Der neue polnische Zentralflughafen wird von großspurigen Versprechungen begleitet. Mehr als 150.000 neue Jobs sollen laut Regierungsangaben dort entstehen. Doch die Lokalbevölkerung der Anrainergemeinden steht dem Bauvorhaben skeptisch gegenüber. Bei einer Volksbefragung im Juni 2018 stimmten 84 Prozent der Teilnehmenden dagegen. Die Wahlbeteiligung betrug 47 Prozent. Das ist ziemlich hoch für Umfragen dieser Art. Die Bauwerber setzen aufgrund der Opposition in der Bevölkerung auf Greenwashing. Der Flughafen wird als ökologisches und nachhaltiges Projekt beworben, wobei der ökologische Aspekt vor allem aus der unterirdischen Führung neuer Schienen und Autobahnen in der Nähe des Flughafens bestehen soll. Außerdem gibt es ein fesches Glasdach.

Begrüßt wurde der geplante neue polnische Flughafen unter anderem durch ein Transparent auf der Fassade des skandalträchtigen Flughafens Berlin-Brandenburg. 2027 will man in Polen die Baumaßnahmen beendet haben, um 2028 mit dem Flugbetrieb zu beginnen.
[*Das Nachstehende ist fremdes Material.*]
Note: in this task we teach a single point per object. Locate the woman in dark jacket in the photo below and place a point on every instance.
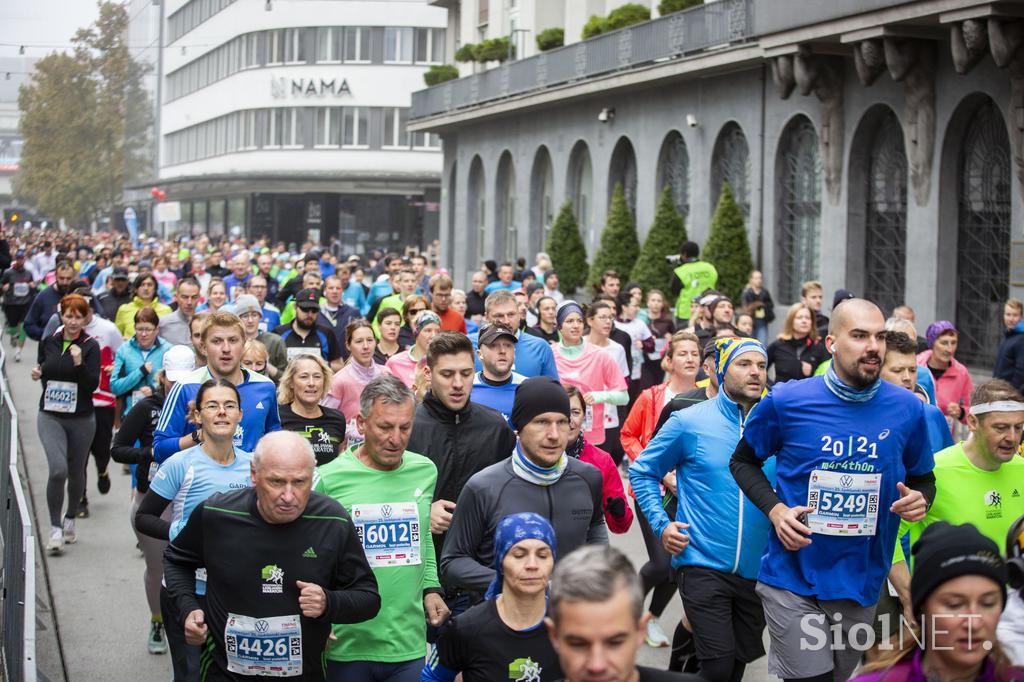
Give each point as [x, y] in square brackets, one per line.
[70, 372]
[798, 351]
Wenn es mit der Fertigstellung des Zentralflughafens auch nur annähernd so viele Pleiten, Pech und Pannen wie in Berlin gibt, klingt dieses Datum reichlich optimistisch.

Solidarity Hub und die Drei Meere

Eine spannende Doppeldeutigkeit verbirgt sich in der Namensgebung der geplanten neuen Warschauer Transportdrehscheibe. Der Begriff „Solidarität“ verweist zum einen auf die polnische Gewerkschaftsbewegung gleichen Namens und deren Kampf gegen den Stalinismus. Es ist ein in Polen patriotisch aufgeladener Begriff, der heute vor allem mit dem nationalen Kampf gegen die sowjetische Besatzung Polens und gegen den russischen Einfluss in Nord-Osteuropa allgemein in Verbindung gebracht wird. Das ist kein Zufall, denn der neue Flughafen ist als zivil-militärisches Infrastrukturprojekt geplant. Wie die Zeitschrift Airport Technology am 10. Juni 2022 berichtete, soll er eine „signifikante Bedeutung“ bei der Gewährleistung der „Sicherheit“ Polens sowie Zentral- und Ost-Europas spielen. So könne der Flughafen von militärischen Transportflugzeugen zur Bereitstellung von Truppen und Kriegsgerät angeflogen werden, etwa um bei der Verteidigung Polens und der Staaten  des Baltikums gegen „feindliche Aggressoren“ zu helfen, so das Blatt weiter. Es ist ein Wink mit dem Zaunpfahl. Gemeint ist Russland.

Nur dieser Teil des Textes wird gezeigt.